Question

Certain transportation company has a fleet of 210 vehicles. The average age of the vehicles is 4.25 years, with a standard deviation of 18 months. In a random sample of 40 vehicles, what is the probability that the average age of vehicles in the sample will be less than 4 years

Answer 1

`z = (4-4.25)/((1.5)/(√(40)))= -1.054`

And we can find the following probability:

`P(z<-1.054) = 0.146`

And the last probability can be founded using the normal standard distribution or excel.

Explanation:

For this case we define the random variable X as the ages of vehicles.
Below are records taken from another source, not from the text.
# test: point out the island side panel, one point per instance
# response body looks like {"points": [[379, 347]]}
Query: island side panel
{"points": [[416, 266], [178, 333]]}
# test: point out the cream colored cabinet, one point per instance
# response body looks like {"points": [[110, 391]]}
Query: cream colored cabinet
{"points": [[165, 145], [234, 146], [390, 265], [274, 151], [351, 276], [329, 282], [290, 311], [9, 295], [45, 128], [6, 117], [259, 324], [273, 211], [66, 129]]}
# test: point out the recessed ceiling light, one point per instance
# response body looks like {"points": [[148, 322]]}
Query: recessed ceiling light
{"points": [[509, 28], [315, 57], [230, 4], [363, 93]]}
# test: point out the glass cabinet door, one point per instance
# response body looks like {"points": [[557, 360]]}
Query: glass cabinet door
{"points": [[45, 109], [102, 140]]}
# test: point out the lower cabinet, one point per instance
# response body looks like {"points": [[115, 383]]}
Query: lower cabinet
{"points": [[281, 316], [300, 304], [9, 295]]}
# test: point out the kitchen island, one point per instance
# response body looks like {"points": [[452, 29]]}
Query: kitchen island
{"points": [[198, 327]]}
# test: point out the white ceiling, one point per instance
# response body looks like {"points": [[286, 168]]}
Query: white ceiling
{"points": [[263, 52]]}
We know the following info for this variable:

`\bar X = 4.25` represent the mean

`\sigma =18/12=1.5` represent the deviation in years

They select a sample size of n=40>30. And they want to find this probability:

`P(\bar X<40)`

Since the sample size is large enough we can use the central limit theorem and the distribution for the sample mean would be:

`\bar X \sim N(\mu, (\sigma)/(√(n)))`

We can use the z score formula given by:

`z = (\bar X -\mu)/((\sigma)/(√(n)))`

And if we find the z score for 4 we got:

`z = (4-4.25)/((1.5)/(√(40)))= -1.054`

And we can find the following probability:

`P(z<-1.054) = 0.146`

And the last probability can be founded using the normal standard distribution or excel.